Spezifische Eigenschaften des zu exprimierenden Gens bzw. des resultierenden Proteins können zellabhängig erheblichen Einfluss auf die Physiologie der Zelle bis zu ihrer Mortalität ausüben.
Auch die Größe und die Tertiärstruktur des genetischen Materials beeinflusst den erreichbaren Transfektionserfolg. Generell gelten folgende Aussagen:
Die Transfizierbarkeit einer Zelle sinkt mit der Größe des genetischen Materials
Supercoiled Plasmide sind höher effizient bei transienter Transfektion, lineare DNA ist besser geeignet für stabile Transfektionen.

Lipoplexe adhäsieren an den freien Plastikoberflächen der Zellkulturgefäße und stehen dem Transfektionsprozess nicht mehr zur Verfügung. Daher können für ein Gefäßformat ermittelte optimierte Mengen an Lipoplexen nicht einfach proportional auf andere Formate übertragen werden.
Umso kleiner das verwendete Gefäßformat ist, desto höher muss die eingesetzte Lipoplexmenge/cm2 sein. Beispiel: Beim Downscale von einer 6-Well-Schale zum 96Well-Format muss für ähnlich gute Transfektionseffizienz ca. die 3fache Lipolexmenge/mm2 verwendet werden.

Nein, denn die Vielzahl der in den FAQs angegebenen Parameter als Einflussgrößen für eine erfolgreiche Transfektion stellt klar, dass die Bereitstellung spezifischer Protokolle für eine generelle Anwendung schwierig ist. Die auf unserer Webseite aufgelisteten, veröffentlichten Anwendungsberichte oder Veröffentlichungen können daher nur Anhaltspunkte für eine mögliche erfolgreiche Transfektion liefern. Letztendlich muss aber in der eigenen Laborumgebung optimiert werden.
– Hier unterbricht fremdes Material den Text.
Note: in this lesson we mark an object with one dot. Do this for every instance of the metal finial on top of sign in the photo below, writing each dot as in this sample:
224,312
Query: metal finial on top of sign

Liposomen neigen bei Langzeitlagerung bei Raumtemperatur oder 4°C zur Koagulation. Das bedeutet, dass sich die Größenverteilung der Liposomen zu größeren Liposomen hin verschiebt, was negative Auswirkungen auf die Transfektionseffizienz haben kann. Das Einfrieren und Auftauen von Lipiden (Freeze-Thaw) wird häufig auch zur Herstellung von Liposomen verwendet und kann daher für manche Reagentien auch dazu verwendet werden, die ideale Liposomengrößenverteilung wiederherzustellen. Dazu wird das Transfektionsreagenz im Gefrierschrank eingefroren und anschließend bei Raumtemperatur wieder aufgetaut. Anschließend wird sanft gevortext und das Reagenz wieder bei 4°C gelagert. Es wird empfohlen einen solchen Freeze-Thaw-Zyklus für die METAFECTENE Serie (METAFECTENE®, METAFECTENE® PRO, METAFECTENE® SI) und dem K2® Transfection Reagent/K4® Transfection Reagent vor der ersten Anwendung und anschließend alle 2 Monate durchzuführen.

Grundsätzlich neigen geladene Moleküle, wie Nukleinsäuren und kationische Lipide oder Polymere an Glas- und Plastikoberflächen zu adhäsieren. Während bei hochkonzentrierten Lösungen der dadurch eintretende Massenverlust vernachlässigbar ist, liegen die Verhältnisse bei verdünnten Lösungen, wie sie zur Lipoplexbildung verwendet werden anders. Nach unserer Erfahrung lässt sich dieser Effekt nicht vermeiden. Unter den zur Verfügung stehenden Materialien für ein Gefäß zur Lipoplexbildung schneidet Polypropylen noch am besten ab (vor Polystyrol und Glas). Es ist daher darauf zu achten, die Standzeiten der verdünnten Lösungen so kurz wie möglich zu halten. Auch Lipoplexe neigen dazu an Plastikoberflächen zu adhäsieren. Lipoplexe neigen zusätzlich dazu zu „altern“. Das heißt es kommt zur Aggregation der Lipopolexe zu größeren Einheiten, die von den Zellen durch Endozytose nicht mehr aufgenommen werden können. Damit sinkt ihre Transfektionsfähigkeit. Somit sollte nach der Lipoplexbildung so zügig wie möglich mit den Arbeiten fortgefahren werden.